Selene ignora l'insulte et le força à se lever. L'homme la suivit, sa femme sur l'épaule.
Ils sortirent une seconde avant que le plafond ne s'écroule et que le feu ne s'attaque à l'extension.
L'aubergiste, à genoux dans l'herbe, regardait impuissant sa jolie petite auberge se consumer devant lui. La femme sanglotait, recroquevillée contre son mari. Le bâtiment craquait, grondait, dévoré par de grandes flammes jaunes. Le premier étage s'affaissa bientôt sur lui-même. Ce n'était plus qu'une immense torche qui chatoyait dans la nuit, et qui dégageait une chaleur insoutenable.

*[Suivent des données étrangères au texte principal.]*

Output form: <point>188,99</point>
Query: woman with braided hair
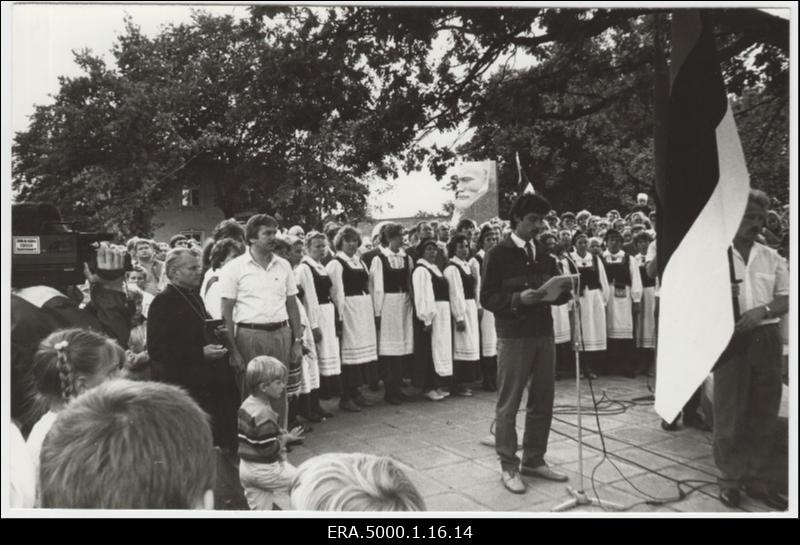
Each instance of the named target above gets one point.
<point>67,363</point>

Ugo s'approcha de l'homme et posa une main bienveillante sur son épaule. L'aubergiste dévasté leva vers lui un visage plein de colère, couvert de sueur et de larmes que la lumière éblouissante des flammes faisait étinceler.
La tunique blanche d'Ugo rougeoyait devant le feu et lui donnait l'air d'un démon. Malgré la fournaise, l'aubergiste frissonna à sa vue.
— Nous vous demandons pardon, dit simplement l'Assassin.
L'aubergiste aurait voulu répliquer, l'envoyer au Diable, mais n'en trouva pas la force. Ugo sentit cette haine ; il porta la main à sa ceinture et lui tendit sa bourse pleine d'or.
— C'est tout ce que nous pouvons faire pour vous.
L'homme attrapa le pochon entre ses gros doigts tremblants, le soupesa, et parut un peu consolé. La femme avait arrêté de pleurer.
— Oubliez et recommencez ailleurs, dit Ugo avant de se détourner.
Les autres l'attendaient, tenant chacun leur monture par la bride, car l'écurie avait échappé à l'incendie. Valentino tendit à Ugo les rênes de son cheval, et ils disparurent dans l'obscurité.
L'auberge continuait de brûler, et sa clarté illumina longtemps la cime des arbres.